The reason? Most folks (but not your editor) thought US Federal Reserve chairman, Dr Ben S Bernanke was about to raise interest rates.
As most investors know, generally, higher interest rates are bad for stock prices. But why is that?
There are two reasons why share investors don’t like higher interest rates.
First, higher central bank interest rates usually mean higher bank deposit rates. If banks can pay more interest on deposits it means investors may prefer the safety of a bank account compared to the comparative risk of a share investment.
And second, higher interest rates are bad news for companies with large borrowings. The more the company has to pay in loan interest repayments, the less there is to feed through to the company’s profits.
That’s why stocks collapsed a few weeks ago.
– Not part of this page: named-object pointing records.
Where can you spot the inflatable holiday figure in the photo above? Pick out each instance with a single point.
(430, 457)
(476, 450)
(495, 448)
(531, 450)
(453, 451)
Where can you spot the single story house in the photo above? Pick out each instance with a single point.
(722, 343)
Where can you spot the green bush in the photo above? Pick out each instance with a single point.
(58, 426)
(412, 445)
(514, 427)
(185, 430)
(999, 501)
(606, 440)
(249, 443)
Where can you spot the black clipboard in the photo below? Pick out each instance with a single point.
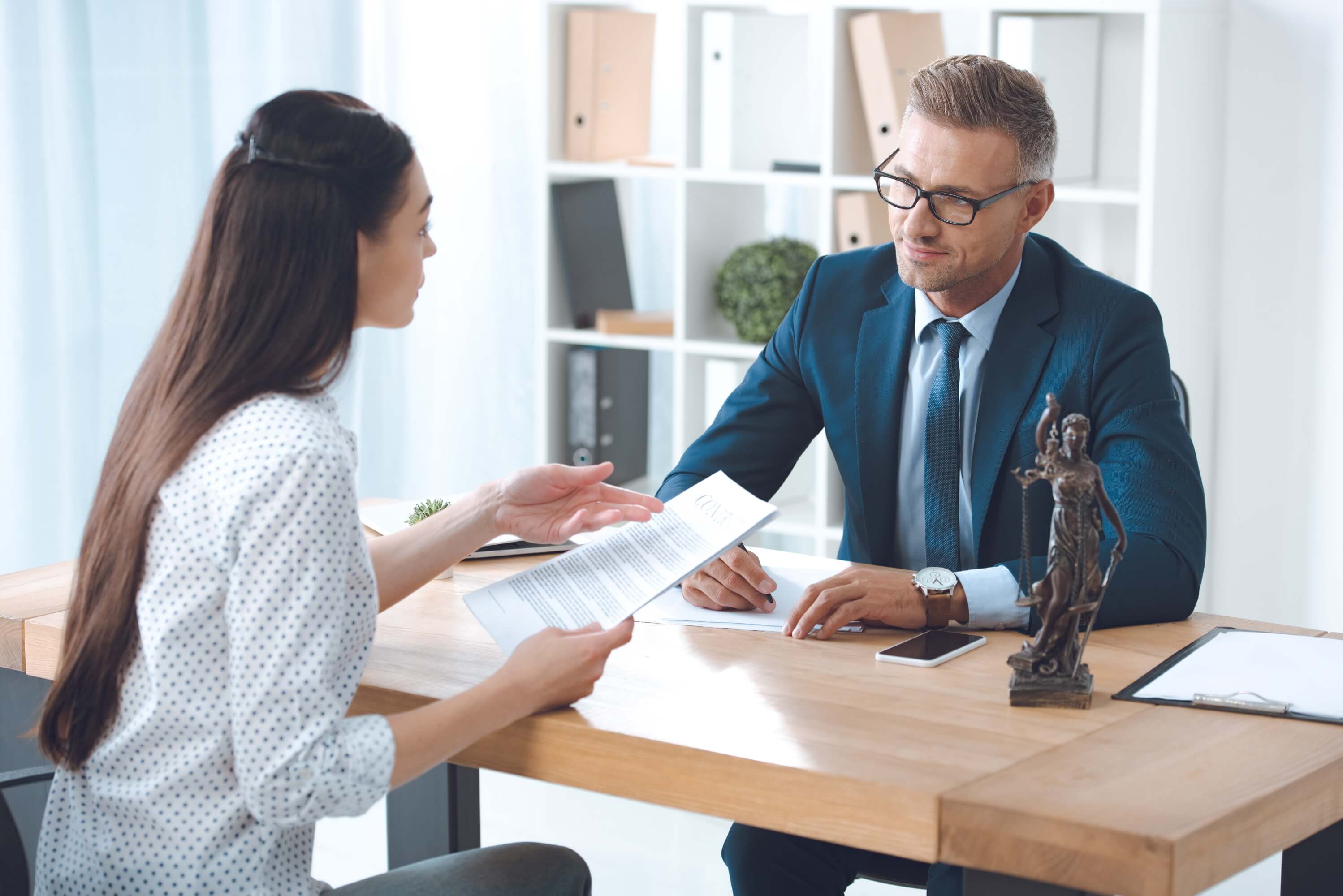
(1127, 694)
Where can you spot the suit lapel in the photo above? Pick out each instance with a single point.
(880, 370)
(1010, 374)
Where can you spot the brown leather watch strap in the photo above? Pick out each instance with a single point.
(939, 609)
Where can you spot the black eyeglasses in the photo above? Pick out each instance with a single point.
(949, 209)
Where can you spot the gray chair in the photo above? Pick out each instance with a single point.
(14, 863)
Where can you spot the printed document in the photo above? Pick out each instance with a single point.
(608, 581)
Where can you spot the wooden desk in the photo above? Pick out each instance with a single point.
(818, 739)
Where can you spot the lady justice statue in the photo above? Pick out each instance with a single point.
(1049, 672)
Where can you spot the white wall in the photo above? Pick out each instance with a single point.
(1275, 501)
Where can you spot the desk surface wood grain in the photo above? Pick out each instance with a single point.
(820, 739)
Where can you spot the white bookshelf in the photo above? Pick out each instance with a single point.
(1158, 162)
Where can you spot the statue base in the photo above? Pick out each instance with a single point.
(1033, 689)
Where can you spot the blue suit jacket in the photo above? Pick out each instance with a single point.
(840, 361)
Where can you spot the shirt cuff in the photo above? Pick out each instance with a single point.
(992, 597)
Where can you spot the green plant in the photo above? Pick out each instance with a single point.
(425, 509)
(756, 285)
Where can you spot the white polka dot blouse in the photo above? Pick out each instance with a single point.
(257, 612)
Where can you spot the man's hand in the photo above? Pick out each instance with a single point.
(732, 582)
(888, 597)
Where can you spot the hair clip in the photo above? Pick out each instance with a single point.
(250, 142)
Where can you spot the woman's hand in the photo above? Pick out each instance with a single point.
(551, 504)
(557, 668)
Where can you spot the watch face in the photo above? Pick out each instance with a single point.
(937, 578)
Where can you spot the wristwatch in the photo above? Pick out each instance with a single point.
(937, 585)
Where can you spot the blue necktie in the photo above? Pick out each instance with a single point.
(942, 452)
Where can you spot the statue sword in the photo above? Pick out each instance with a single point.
(1091, 624)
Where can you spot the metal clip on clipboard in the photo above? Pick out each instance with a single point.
(1237, 702)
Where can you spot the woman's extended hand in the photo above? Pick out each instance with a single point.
(554, 503)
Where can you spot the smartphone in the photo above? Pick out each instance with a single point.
(931, 648)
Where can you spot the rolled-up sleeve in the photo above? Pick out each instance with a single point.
(293, 664)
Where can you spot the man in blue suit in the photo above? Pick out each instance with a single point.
(927, 362)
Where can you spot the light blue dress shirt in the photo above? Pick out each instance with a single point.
(992, 593)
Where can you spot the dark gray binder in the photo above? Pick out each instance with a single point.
(587, 226)
(609, 410)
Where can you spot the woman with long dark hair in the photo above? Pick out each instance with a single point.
(225, 597)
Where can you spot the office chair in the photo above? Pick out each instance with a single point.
(14, 863)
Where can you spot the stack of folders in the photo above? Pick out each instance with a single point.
(888, 49)
(610, 84)
(860, 221)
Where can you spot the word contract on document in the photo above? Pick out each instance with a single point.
(609, 579)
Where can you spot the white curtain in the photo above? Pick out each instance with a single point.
(115, 119)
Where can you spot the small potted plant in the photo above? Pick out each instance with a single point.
(425, 509)
(756, 285)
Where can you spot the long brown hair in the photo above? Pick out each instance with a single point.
(266, 306)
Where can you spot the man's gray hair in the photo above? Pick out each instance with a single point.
(982, 93)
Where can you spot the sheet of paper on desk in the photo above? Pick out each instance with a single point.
(672, 607)
(1283, 668)
(609, 579)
The collapse came after the recent surge into dividend-paying stocks. Any chance of rising bank savings rates could have put paid to the dividend rally and therefore cause stock prices to fall.
Even though there’s absolutely no chance of the US Fed or the Reserve Bank of Australia (RBA) raising interest rates, investors weren’t about to take that risk. Hence falling stocks.
While it’s frustrating to see stocks fall for no reason, it also created an opportunity. We told Australian Small-Cap Investigator subscribers to ignore the fear-mongering and use the lower prices to buy good stocks – especially any beaten down dividend payers.
In fact, while most investors looked for an excuse to get out of the market, we explained to Australian Small-Cap Investigator subscribers that we were raising the buy-up-to price on eight of our stock tips.
Our reason was that stocks could surge again and we wanted to make sure they could get in on the action if we were right.
And so far, things have gone to plan. Stocks that took a pounding just a few weeks ago are now back to or near their pre-crash levels. We feel sorry for the worry-warts who didn’t stay the course and who probably sold right at the bottom.
But while they may feel bad about that after seeing the market rally, it’s not half as bad as they’ll feel if they don’t buy back in now…before it’s too late.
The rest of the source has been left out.